Ainsi, sur les 114 110 victimes de violences sexuelles en France en 2023, 85 % sont des femmes et 75 % des violences intra-familiales le sont sur des femmes. Par la voix de Longoria, McCourt et l'OM veulent mettre tout cela sous le tapis, ignorer cette réalité. Après tout, que sont ces chiffres si Greenwood plante 15 buts et adresse 10 passes décisives cette saison ?
Hormis Payan, un silence assourdissant et accablant
Manchester United a tout fait pour s'en débarrasser, évidemment en essayant de gagner de l'argent, business is business (ce qui n'est guère glorieux). Benoît Payan, le maire de Marseille, est intervenu pour empêcher la venue d'Atal et il s'est de nouveau exprimé publiquement pour s'opposer à la venue de Greenwood, cette fois-ci sans succès. C'est le seul personnage politique à avoir pris ses responsabilités.
Le sujet Greenwood est un cas d'école car il met en perspective ce que des supporters sont prêts à accepter pour leur club. Sur les réseaux sociaux, nombreux sont ceux à défendre l'Anglais par simple clubisme. Ce qui serait intolérable pour un quidam vaudrait absolution par la grâce d'un don pour le ballon ? À une époque où la France ne parvient pas à endiguer le fléau du féminicide, le club le plus suivi de France, membre du Top 20 européen dans les revenus générés a dépensé 30M€ (un record pour l'OM) et un salaire exorbitant pour une telle personne. Parmi tous les joueurs disponibles au monde pour cette somme, il fallait évidemment que ce soit celui avec un pedigree aussi peu ragoûtant...
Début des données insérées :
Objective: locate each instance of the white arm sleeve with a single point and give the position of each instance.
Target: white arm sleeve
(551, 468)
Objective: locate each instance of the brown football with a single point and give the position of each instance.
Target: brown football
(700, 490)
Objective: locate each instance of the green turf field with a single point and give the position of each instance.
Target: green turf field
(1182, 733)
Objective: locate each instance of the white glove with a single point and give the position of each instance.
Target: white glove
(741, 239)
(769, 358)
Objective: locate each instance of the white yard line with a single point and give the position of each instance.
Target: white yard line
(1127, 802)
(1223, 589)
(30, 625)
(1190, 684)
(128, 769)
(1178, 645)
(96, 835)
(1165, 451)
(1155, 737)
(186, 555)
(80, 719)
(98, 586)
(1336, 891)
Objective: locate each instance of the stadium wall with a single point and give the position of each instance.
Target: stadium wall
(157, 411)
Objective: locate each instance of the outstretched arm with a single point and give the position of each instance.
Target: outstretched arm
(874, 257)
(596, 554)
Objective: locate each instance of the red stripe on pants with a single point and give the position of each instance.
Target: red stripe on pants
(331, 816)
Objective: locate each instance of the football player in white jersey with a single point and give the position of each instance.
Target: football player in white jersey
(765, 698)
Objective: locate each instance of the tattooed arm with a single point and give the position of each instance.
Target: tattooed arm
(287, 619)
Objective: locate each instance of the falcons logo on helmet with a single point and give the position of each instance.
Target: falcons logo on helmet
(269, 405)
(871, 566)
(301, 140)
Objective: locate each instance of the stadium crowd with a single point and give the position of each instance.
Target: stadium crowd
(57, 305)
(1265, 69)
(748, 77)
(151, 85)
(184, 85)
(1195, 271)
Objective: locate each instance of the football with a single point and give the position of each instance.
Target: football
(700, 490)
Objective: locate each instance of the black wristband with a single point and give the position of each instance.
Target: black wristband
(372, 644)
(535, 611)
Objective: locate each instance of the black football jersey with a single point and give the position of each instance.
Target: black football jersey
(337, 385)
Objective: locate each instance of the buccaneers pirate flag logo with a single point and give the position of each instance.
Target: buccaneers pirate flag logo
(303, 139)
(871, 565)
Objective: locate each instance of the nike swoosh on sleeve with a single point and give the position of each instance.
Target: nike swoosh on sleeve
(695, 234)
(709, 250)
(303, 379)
Au-delà de Marseille, la LFP est-elle prête à accueillir comme tête d'affiche un joueur avec ces antécédents et qui pourrait devenir l'une des principales stars d'un championnat qui ne se vend pas ? C'est apparemment le cas puisque le compte officiel de la Ligue 1 (5,3 millions de followers) a souhaité la bienvenue en France à Greenwood sous le post de l'OM annonçant le transfert. Et qu'en pense également le président de la République, supporter affiché de l'OM, qui a fait de la lutte contre la violence de genre l'une de ses grandes causes nationales ? Enfin, la ministre déléguée chargée de l’Égalité entre les femmes et les hommes et de la Lutte contre les discriminations, la très médiatique Aurore Bergé, a jusqu'à présent brillé par son absence, comme si le contexte politique actuel annulait sa fonction.
Chacun dispose de son libre-arbitre pour estimer quelle serait notre réaction si la victime était une proche. Pour autant, la signature Greenwood à l'OM relève de la faute morale. C'est bien pire que n'importe quel transfert loupé ou une opportunité de marché qui n'aurait pas été saisie. C'est une honte, en majuscule et indélébile.